Erdoğan, Cibuti’de konuşuyor.
Davutoğlu, Zürih’te gürlüyor.
İkisinin konusu da aynı:
Avrupa Birliği ve Türkiye.
İkisi de aynı şeyi söylüyor.
AB eğer Hıristiyan kulübü değilse, Türkiye’yi içine alır.
AB eğer İslamofobi’ye karşıysa, Türkiye’ye kapılarını açar.
Çiğnene çiğnene bayatlamış -ya da miadı dolmuş- resmi tezler...
Veyahut:
AB kapısında İslam bayrağı sallamanın samimiyetsizliği...
Tayyip Erdoğan’ın AB defterini çoktan kapattığını cümle âlem biliyor.
Bu yüzden ne derse desin herhangi bir inandırıcılığı yok.
Aslında her iki taraf da farkında.
Bugün sahnelenen oyunun adını ilgili tüm taraflar koymuş durumda:
Fişi kim önce çekecek?..
Brüksel mi, Ankara mı?
Görünen o ki, iki başkent de oyunu bitirecek fişi önce kendisi çekmek istemiyor.
Bir başka deyişle:
Karşı taraf oyun bozan olsun istiyor.
Bu nedenle, ağızlardan çıkan sözlerin çoktan beri kıymeti harbiyesi kalmadı.

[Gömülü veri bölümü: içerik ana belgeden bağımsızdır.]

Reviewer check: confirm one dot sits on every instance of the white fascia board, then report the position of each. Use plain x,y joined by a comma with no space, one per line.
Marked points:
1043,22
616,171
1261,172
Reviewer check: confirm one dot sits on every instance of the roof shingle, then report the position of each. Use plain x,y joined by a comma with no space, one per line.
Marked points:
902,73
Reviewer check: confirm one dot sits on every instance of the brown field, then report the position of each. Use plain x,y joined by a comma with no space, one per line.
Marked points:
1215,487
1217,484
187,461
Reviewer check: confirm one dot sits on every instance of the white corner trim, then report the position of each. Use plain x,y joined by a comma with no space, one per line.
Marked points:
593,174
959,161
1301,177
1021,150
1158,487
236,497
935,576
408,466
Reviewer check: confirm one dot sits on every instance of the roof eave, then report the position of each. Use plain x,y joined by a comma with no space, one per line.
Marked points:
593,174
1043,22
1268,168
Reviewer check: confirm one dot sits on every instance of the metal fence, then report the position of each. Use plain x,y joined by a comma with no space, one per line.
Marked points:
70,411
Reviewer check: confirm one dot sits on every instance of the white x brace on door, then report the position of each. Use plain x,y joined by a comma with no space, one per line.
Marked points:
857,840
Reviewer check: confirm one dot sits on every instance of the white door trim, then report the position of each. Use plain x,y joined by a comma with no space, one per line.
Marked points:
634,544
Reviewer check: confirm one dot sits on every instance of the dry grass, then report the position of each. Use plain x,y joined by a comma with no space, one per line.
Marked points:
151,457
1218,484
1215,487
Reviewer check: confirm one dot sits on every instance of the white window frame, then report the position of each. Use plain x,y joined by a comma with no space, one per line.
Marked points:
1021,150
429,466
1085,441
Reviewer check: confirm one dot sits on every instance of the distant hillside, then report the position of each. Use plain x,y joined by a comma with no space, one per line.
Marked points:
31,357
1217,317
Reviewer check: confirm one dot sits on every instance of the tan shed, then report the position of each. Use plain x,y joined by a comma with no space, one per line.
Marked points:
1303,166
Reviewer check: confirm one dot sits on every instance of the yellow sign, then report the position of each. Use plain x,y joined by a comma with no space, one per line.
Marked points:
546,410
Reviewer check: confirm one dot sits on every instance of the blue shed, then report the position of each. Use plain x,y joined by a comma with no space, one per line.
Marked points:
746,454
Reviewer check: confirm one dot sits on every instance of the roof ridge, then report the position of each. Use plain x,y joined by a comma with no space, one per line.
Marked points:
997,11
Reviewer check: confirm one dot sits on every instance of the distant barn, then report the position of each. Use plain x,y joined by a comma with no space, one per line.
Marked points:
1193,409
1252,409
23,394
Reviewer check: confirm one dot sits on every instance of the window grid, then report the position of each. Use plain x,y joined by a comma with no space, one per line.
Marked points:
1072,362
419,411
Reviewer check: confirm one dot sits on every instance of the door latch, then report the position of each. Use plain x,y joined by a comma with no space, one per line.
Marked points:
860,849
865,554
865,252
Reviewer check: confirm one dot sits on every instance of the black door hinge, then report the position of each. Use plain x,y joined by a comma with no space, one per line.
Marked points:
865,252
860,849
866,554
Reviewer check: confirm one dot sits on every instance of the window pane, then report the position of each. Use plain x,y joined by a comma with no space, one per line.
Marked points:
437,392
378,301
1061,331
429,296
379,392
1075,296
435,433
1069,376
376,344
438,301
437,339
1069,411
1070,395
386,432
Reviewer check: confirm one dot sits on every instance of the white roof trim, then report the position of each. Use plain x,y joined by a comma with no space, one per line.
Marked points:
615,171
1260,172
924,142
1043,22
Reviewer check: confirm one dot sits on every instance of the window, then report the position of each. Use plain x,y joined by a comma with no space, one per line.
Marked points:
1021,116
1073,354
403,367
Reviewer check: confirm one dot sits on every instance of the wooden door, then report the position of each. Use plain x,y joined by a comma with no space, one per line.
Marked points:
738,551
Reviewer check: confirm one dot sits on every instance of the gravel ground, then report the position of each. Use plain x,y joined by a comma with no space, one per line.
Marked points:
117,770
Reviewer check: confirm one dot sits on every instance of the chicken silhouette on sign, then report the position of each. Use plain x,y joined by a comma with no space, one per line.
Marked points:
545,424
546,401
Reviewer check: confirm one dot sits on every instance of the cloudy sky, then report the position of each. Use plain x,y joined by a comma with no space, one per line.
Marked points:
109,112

Önemli olan kafaların arkasında yatan.
AB liderleri, Tayyip Erdoğan’lı Türkiye’nin üzerine koca bir çarpı işareti koymuş durumdalar.
Saray’daki Sultan da bunu biliyor.
Ve hiç dert edinmiyor.
Erdoğan’ın yüzdüğü zihniyet dünyası
Erdoğan da yüzünü kaç zamandır Batı’dan Doğu’ya çevirmiş durumda.
AB umurunda bile değil.
Hiç önemsediği yok.
O kafaya koymuş:
Başkan Baba olacak, Doğu’ya açılacak, Asya’ya, Afrika’ya, İslam âlemine...
Saray’daki danışmanlarından biri daha geçen gün, “Başkanlık... Başkanlık...
Başkanlık” başlıklı yazısıyla gazı damardan veriyordu Sultan’ına:
Bu topraklara, bu coğrafya’ya BAŞKANyakışır...
Neden mi?
Konuyu biraz açalım;
Fatih, Roma’nın duvarlarını vura vura yıktığında Roma 1100 yıl burada Dünya düzenine hükmetmişti.
Osmanlı, 700 seneye yakın Dünya Denklemini buradan şekillendirdi...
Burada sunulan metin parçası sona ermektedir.